For labral tears and structural impingement, injections are less effective. In a study of 54 patients with labral tears, only 37% had meaningful pain relief at two weeks, and by six weeks that dropped to just 6%, with the average relief lasting under 10 days. These conditions often respond better to physical therapy or, when conservative care fails, surgical repair.
For greater trochanteric pain syndrome, limiting the repetitive movements that aggravate it, sleeping on the opposite side, and doing guided strengthening exercises (especially for the gluteal muscles) form the foundation. Most people improve within weeks to months with consistent therapy.
For spine-related hip pain, treatment targets the spine itself, not the hip. This might include physical therapy focused on core stability, activity modification, or in some cases epidural injections or surgical evaluation if nerve compression is severe.

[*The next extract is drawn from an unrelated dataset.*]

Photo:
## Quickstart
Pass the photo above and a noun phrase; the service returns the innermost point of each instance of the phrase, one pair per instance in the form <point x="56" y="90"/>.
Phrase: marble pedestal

Signs That Need Immediate Attention
Most right hip pain builds gradually and can be evaluated at a regular appointment. But certain combinations of symptoms warrant urgent care: severe pain after a fall or injury, sudden intense hip pain without a known cause, inability to bear weight on the leg, a hip that’s visibly swollen and feels hot, or hip pain accompanied by fever. Tingling or numbness in the hip area after a fall also requires prompt evaluation, as it may indicate nerve damage or a fracture.